# Water Drops



## Trblmkr (Mar 18, 2013)

This is my first attempt at water drops. I must say it's easy to set up, but a PITA to do it right. I've been reading a lot today and plan to attempt some better shots next weekend.
One of my biggest issues I thin was my water was only 6" from the source, I need to get 2-3' above it to get those really big splashes.

This was only edited with minor adjustments in LR as my computer crashed on Sat and I've not had a chance to load PS for clean up, or I would have cloned out the bubble on the bottom right.

Thanks for looking..




Blue as Blue by trbl_2, on Flickr


----------



## Ballistics (Mar 18, 2013)

Water drop shots are obligatory as a new shooter lol. You're off to a good start. Try changing your perspective to get more interesting shots, clear shots. 
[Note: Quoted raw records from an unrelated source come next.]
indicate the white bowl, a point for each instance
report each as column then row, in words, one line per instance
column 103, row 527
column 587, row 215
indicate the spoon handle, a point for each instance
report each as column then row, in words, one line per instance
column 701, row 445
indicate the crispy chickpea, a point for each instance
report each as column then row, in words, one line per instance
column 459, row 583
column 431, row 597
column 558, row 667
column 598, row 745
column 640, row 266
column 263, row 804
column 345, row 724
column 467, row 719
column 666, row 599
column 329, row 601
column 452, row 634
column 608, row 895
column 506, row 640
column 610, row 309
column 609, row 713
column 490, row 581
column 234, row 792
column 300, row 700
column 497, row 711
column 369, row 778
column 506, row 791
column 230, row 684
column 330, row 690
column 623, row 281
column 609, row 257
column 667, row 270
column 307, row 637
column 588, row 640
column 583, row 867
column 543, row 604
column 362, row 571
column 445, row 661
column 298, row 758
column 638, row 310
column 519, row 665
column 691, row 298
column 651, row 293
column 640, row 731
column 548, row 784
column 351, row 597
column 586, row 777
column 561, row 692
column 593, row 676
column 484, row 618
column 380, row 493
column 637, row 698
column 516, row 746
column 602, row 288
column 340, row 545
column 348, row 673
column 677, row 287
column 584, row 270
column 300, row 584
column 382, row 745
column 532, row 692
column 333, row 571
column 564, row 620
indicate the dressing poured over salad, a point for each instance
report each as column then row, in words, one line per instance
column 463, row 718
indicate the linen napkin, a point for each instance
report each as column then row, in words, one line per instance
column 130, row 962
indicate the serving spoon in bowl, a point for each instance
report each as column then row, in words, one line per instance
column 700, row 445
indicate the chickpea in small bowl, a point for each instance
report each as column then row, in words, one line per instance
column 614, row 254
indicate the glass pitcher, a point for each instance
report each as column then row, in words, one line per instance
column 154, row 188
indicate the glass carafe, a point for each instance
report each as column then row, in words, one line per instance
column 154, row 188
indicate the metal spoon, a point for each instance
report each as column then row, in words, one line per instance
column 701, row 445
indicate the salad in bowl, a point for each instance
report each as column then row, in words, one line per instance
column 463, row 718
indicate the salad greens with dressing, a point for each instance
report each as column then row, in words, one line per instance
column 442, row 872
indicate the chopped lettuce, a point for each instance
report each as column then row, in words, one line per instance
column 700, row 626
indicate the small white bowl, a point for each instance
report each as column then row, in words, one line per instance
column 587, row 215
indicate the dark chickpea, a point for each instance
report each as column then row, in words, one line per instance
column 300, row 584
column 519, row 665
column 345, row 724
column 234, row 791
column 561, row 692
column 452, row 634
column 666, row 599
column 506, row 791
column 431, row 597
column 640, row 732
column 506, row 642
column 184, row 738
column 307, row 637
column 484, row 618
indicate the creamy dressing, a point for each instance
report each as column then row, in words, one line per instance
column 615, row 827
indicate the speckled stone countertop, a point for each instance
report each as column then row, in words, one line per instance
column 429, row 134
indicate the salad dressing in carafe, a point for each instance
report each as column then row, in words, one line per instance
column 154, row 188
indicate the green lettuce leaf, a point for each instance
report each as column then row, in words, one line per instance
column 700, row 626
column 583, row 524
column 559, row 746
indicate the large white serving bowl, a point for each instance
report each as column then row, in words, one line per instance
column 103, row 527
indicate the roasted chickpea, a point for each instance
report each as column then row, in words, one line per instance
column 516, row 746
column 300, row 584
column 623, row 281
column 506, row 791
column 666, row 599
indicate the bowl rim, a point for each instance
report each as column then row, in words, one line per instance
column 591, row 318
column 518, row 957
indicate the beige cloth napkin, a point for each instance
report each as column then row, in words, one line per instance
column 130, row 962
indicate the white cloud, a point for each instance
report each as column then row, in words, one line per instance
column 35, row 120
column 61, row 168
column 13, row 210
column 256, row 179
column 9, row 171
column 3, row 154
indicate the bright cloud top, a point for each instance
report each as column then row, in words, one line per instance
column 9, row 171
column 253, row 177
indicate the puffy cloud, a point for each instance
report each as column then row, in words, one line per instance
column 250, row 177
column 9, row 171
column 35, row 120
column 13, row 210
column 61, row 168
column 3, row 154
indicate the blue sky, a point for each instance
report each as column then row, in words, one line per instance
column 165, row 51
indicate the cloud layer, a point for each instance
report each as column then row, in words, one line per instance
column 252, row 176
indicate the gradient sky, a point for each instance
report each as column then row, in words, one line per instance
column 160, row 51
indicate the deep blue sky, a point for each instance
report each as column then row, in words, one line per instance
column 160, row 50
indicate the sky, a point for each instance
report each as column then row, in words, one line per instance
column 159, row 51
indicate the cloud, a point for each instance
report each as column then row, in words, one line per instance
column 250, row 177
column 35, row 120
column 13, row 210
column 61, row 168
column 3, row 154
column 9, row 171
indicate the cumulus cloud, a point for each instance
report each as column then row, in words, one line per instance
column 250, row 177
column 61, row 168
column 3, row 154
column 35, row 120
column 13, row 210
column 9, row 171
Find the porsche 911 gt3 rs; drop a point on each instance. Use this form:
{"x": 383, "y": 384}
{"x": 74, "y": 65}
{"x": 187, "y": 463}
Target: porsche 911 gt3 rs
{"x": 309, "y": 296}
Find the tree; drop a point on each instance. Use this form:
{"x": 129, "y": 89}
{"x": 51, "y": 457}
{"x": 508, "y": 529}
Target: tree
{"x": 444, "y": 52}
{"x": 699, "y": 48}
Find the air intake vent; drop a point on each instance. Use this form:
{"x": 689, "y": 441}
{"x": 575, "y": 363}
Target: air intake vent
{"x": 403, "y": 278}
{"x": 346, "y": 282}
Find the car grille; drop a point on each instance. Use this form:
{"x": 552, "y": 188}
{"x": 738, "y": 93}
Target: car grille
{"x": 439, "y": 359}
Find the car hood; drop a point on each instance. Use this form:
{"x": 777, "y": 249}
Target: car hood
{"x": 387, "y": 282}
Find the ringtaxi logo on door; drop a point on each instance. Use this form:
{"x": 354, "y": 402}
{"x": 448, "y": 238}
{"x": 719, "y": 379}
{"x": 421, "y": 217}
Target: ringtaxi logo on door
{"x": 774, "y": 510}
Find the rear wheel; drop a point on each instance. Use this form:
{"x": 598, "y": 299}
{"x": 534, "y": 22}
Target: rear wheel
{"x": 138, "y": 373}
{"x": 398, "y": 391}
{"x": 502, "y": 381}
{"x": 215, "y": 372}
These are some of mine when I first started out.


----------



## mishele (Mar 18, 2013)

Learn what this guy does then make it your own!!


----------



## runnah (Mar 18, 2013)

While I appreciate the technical achievement I must say I've never been overly excited about these types of shots.


----------



## Judobreaker (Mar 19, 2013)

Ballistics said:


> Water drop shots are obligatory as a new shooter lol.



Darn, I knew I skipped a lesson somewhere... I still haven't tried this yet (although I plan to do it eventually... xD).


----------



## Trblmkr (Mar 19, 2013)

Thanks for taking a look..
Mishele.. thanks for the video.  Although I could use most of his info to improve, I don't have an off camera flash yet, so all I have is what comes with the D5100.  I did notice though, that during his shooting the water drops for the video, I never saw his flash go off. Even with the output lowered, you should still see a bright light correct ??


----------



## kundalini (Mar 19, 2013)

Have to agree with Charlie, change your camera position to get more unique images of the drops.  Also, adding a multi-colored background makes for interesting results.























It will be difficult to achieve good results without OCF.


----------



## shelby16 (Mar 19, 2013)

I think it's a great start, but take the advice from some of the other posters! I find water drops fascinating.


----------



## TATTRAT (Mar 19, 2013)

I like trying to get the water "crowning", this was just in the kitchen sink






There is a lot to play with with water shots, and loads of options as to how to shoot 'em.


----------



## mishele (Mar 19, 2013)

Since we is sharing and all...lol


----------



## machinehater (Mar 28, 2013)

Wow, you guys came up with some great shots!
The beautiful about water is the unexpected...


----------